New Year’s resolutions are pretty outdated, let’s be honest.
If there’s one thing we all know about the SEC, it is that traditions just mean more, so it’s clear every SEC head football coach most likely made some resolutions for the 2022 calendar year.
As fate would have it, the incredibly Bob Woodward-like staff at Red Cup uncovered a treasure trove of New Year’s resolutions for all the head coaches at each SEC institution.
These are absolutely, 100 percent from the personal diaries of every SEC head football coach... maybe.
- Dan Mullen, Florida - acquire gainful employment. I hear Mississippi St. may have an opening soon?!
- Kirby Smart, Georgia - beat up my dad... maybe try a fortune cookie; “YALL KNOW THESE DADGUM THINGS AIN’T EVEN MADE IN CHINA!?! DO I HAVE TO EAT THE WEIRD NOODLES AND STUFF OR CAN I JUST GO STRAIGHT FOR THE COOKIE?”
- Mike Leach, Mississippi State - storm the US Capitol... again
- Brian Kelly, LSU - Eat gumbo while blowing his nose less than 25 times
- Jimbo Fisher, Texas A&M - “What if I told Ross $11 million sounds good?”

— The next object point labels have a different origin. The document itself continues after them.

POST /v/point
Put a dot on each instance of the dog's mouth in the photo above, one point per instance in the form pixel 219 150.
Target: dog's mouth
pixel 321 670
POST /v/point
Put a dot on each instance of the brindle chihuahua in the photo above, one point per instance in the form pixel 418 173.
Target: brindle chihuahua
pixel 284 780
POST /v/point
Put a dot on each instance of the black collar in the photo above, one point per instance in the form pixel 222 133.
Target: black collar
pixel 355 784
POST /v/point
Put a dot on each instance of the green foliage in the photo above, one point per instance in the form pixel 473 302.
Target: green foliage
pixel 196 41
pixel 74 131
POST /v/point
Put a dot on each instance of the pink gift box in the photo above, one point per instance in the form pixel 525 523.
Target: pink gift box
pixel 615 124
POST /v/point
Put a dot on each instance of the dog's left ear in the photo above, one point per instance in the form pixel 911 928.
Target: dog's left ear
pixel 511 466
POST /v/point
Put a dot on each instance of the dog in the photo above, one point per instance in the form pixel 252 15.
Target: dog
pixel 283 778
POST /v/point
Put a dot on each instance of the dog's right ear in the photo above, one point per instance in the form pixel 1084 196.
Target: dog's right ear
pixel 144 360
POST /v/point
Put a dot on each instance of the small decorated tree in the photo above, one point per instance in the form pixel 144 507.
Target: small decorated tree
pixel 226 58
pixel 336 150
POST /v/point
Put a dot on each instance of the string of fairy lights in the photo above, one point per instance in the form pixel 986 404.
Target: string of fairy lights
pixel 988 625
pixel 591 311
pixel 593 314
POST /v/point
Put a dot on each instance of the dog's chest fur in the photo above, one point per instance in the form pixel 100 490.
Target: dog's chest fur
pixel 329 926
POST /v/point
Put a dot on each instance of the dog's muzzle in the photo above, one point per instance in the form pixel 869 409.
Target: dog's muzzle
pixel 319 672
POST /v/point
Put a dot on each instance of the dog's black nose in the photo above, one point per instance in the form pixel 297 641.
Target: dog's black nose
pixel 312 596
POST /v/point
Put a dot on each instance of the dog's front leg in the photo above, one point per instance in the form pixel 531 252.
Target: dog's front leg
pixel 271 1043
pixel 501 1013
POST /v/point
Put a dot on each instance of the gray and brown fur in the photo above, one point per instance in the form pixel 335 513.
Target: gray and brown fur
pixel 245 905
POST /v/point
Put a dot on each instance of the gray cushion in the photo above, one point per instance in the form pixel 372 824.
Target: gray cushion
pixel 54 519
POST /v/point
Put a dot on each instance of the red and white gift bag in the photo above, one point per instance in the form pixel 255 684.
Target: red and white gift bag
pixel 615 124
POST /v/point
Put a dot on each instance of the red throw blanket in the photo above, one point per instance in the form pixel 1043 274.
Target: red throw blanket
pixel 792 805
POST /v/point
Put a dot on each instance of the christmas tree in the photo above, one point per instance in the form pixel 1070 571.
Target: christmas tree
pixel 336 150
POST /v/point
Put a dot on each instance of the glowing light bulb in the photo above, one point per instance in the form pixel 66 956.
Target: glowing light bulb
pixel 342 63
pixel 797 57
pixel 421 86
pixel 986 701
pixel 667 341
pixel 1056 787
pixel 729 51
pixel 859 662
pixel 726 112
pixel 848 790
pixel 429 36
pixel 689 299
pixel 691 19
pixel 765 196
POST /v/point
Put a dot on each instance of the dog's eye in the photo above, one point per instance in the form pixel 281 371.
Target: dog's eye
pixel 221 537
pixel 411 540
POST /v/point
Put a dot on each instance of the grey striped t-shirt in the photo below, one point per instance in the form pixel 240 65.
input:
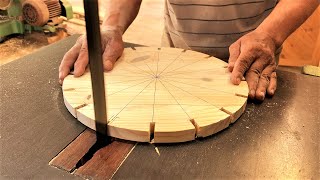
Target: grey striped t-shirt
pixel 211 26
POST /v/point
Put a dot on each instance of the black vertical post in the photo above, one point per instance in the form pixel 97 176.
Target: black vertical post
pixel 96 66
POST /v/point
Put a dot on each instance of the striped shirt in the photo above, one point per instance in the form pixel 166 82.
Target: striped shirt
pixel 211 26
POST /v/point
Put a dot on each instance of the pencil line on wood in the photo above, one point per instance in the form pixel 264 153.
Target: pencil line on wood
pixel 170 63
pixel 175 99
pixel 115 117
pixel 192 94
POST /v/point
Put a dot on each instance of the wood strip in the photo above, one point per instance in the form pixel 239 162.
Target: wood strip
pixel 68 158
pixel 106 161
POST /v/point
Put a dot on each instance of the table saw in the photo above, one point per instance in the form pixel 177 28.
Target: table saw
pixel 278 138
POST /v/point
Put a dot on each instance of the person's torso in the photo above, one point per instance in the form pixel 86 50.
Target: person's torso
pixel 211 26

- Sam Pittman, Arkansas - call the Hogs and be only like 60 percent embarrassed he has to do this in public
- Lane Kiffin, Ole Miss - Coach a non-conference game from Boca Raton via Zoom while landing a 1,200 pound marlin
- Josh Heupel, Tennessee - ride all the roller coasters at Dollywood while smiling
- Billy Napier, also Florida - make Steve Spurrier laugh by telling the stories about how many times Mississippi State called him
- Mark Stoops, Kentucky - launch a bourbon brand called Maker’s MarkStoops
- Shane Beamer, South Carolina - whatever damn voodoo doll you pricked last year, do it again my man, wow... what a turnaround
- Eli Drinkwitz, Missouri - expand that recruiting philosophy to “get more than one or two guys who are very good at football”
- Clark Lea, Vanderbilt - let’s be honest here... Nashville is a great place to live, cash those paychecks and live it up
- Bryan Harsin, Auburn - I guess like... find a QB?
- Nick Saban, Alabama - continue to be a mindless robot coach and win all the dadgum time. Please retire you oatmeal creme pie eating, John Denver loving, swooping your hair back because it’s balding bastard.